Monday, January 13, 2014

Is Windows a good development platform?


    I've had a conversation with my colleague couple days ago about is Windows a good platform for development or not. I was frustrate with some of MS software at that point, I was arguing that even though developers are the power of Windows as a platform, they were never treated as good, as in Linux (or Mac now).
    On one hand, Windows has arguably best in class IDE for C/C++, C#, Visual Basic - Visual Studio. Note, it's only three out of dozens of main stream languages. And by been closed to external expansion - they didn't implement system like Eclipse, where others can add support for other languages. Now, is that would add a lot of work for MS developers - not really, if they architected VS in the right way - it's already pluggable system (they have number of different languages, with different syntaxes - it just makes sense to have abstract system, where each language is an add-on), so it's just a matter of sharing this API (and yes, supporting it in next versions).
    Having different programming languages in Visual Studio brings me to next step - you project configuration and build scripts. Each project is not just a set of files with code, but also what compiler to use, flags for the compiler and linkers in different configurations, external libraries and resources required and etc. Now, Visual Studio organizes all this in XML file, which presumably is human readable and editable (XML is not a good format for this anyway - too much text is just too much text). But compare a 4 configuration setup, when in that XML you will have 4 sections of pretty much the same text, except may be couple flags absent or present and CMake, where it's organized as common block and if blocks with specifics of each configuration. Now when you want to edit only release - you will need to go through two same blocks and find what you need in a pile of options, or find appropriate if RELEASE and change options there. This continues with external libraries and etc (it's really pain adding an library even from Visual Studio, because you need to remember to select all configurations, as if adding library to only one is a default case everybody needs).
    Ok, for example, we got our C++ project up and running and checked into repository. Called up a colleague and asked to add a feature to it... Oh wait, they just got a new machine and need to install environment. Can we help him somehow? Not really, only give bunch of links to download ton of software and wait until they click through hundreds of wizards. Note, that we just need a (clean) clone of our environment on different machine, but there is really (except using VMs) no way to just give him a setup script, that would install everything automatically.
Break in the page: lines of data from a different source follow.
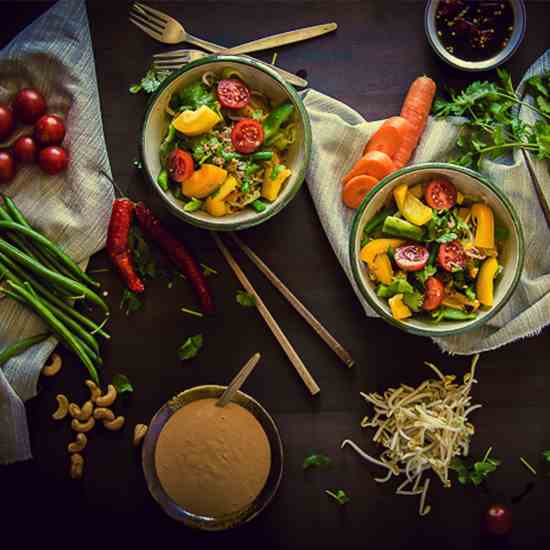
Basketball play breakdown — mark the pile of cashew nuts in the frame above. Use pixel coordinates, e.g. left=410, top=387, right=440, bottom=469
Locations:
left=47, top=353, right=148, bottom=479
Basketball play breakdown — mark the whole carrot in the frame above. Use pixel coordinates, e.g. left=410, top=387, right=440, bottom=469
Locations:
left=135, top=202, right=214, bottom=313
left=392, top=76, right=436, bottom=168
left=107, top=199, right=145, bottom=293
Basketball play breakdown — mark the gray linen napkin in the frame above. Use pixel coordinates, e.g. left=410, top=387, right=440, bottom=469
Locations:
left=0, top=0, right=114, bottom=464
left=304, top=50, right=550, bottom=355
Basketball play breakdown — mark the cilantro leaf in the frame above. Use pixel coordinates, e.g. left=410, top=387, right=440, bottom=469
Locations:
left=178, top=334, right=203, bottom=360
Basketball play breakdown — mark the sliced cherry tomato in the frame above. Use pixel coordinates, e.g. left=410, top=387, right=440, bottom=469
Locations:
left=218, top=78, right=250, bottom=109
left=393, top=244, right=430, bottom=271
left=422, top=277, right=445, bottom=311
left=437, top=240, right=466, bottom=272
left=424, top=178, right=457, bottom=210
left=231, top=118, right=264, bottom=154
left=168, top=149, right=195, bottom=183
Hey, that's a day he will not be able to return to his life.
     So our colleague installed everything, but our project doesn't compile on his machine. He looks and finds out that he installed third party library of incorrect version and to incorrect path. Because it actually asked where to install it - why there is no specific place, where libraries are installed? And yes, we didn't specify version, because how would we do it - only add version number to the folder it's installed, again manual and pretty complicated to keep track and update later. Simple install script, that would install required versions would save time and make sure of appropriate version and place. Now we institute a special place for libraries to be put or even include them in repository to make sure versions are the same for everybody and go on, but feeling that this OS doesn't know what any developer will need still left.
     Switching gears, we were asked to write a web scrapper. Of cause you can try to do it in C#, but that will be overkill - number of lines of code you will write is just insane compared to scripted languages. So our choices are Perl and Python. We go with Python - and again everything starts - download Python, install by clicking on a wizard. This time no Visual Studio to back you up - so open Notepad... oh, wait, the default editor is just nightmare. How for the love of god default editor can be that bad? Anyway, download Notepad++ (again wizard, click-click, time is passing by). Python has great system to install required libraries, which in Linux/Mac works like a charm. It works in Windows, until you need to compile some C/C++ code for it. How is it possible that no one man figured out how to compile programmatically their code when Visual Studio installed from Python. It works well with GCC, but I've tried multiple times, including figuring out code that does compilation with Visual Studio and failed to configure it right. No, there is precompiled packages you can download and install (wizard, click-click) and from what I understand they are compiling them with MinGW (prove me wrong).
    Client who asked about web scrapper - asked to save everything to MySQL database. We need to install it (you know it - wizard, click-click), we need to configure it (UTF8 by default, different port and etc) - quest to find where configuration file is, because who looked at where that mysql asked us to install itself. Ok, now how is our colleague or where we deploy our code will have same environment? Again, write a document where to download everything, and attach a config file to that document.
     Concluding, both *nix and Windows platforms have their positive and negative sides. Linux has a lot of development awareness just because developers is a huge user base, and any developer can have a say at how it should be. I wanted to point out that Windows, as OS should be much more aware of this issues and open to help developers to do their job better and easier, and in result spread MS products. Instead, by been not really helpful in a lot of this details it repeals them. Now days, Mac OS by been easy to use from one hand and actually having a lot of Linux flexibility (*nix file system, bash scripting, MAC ports and Homebrew to install packages) grows as a primary platform where development is been made. Of cause another trend is developing web application, when you just connect to a server and write code there. Windows by having only graphics remote desktop requires much higher bandwidth, which not always available. In result, it's Linux who shines, by providing powerful text-based IDE in addition to great development environment.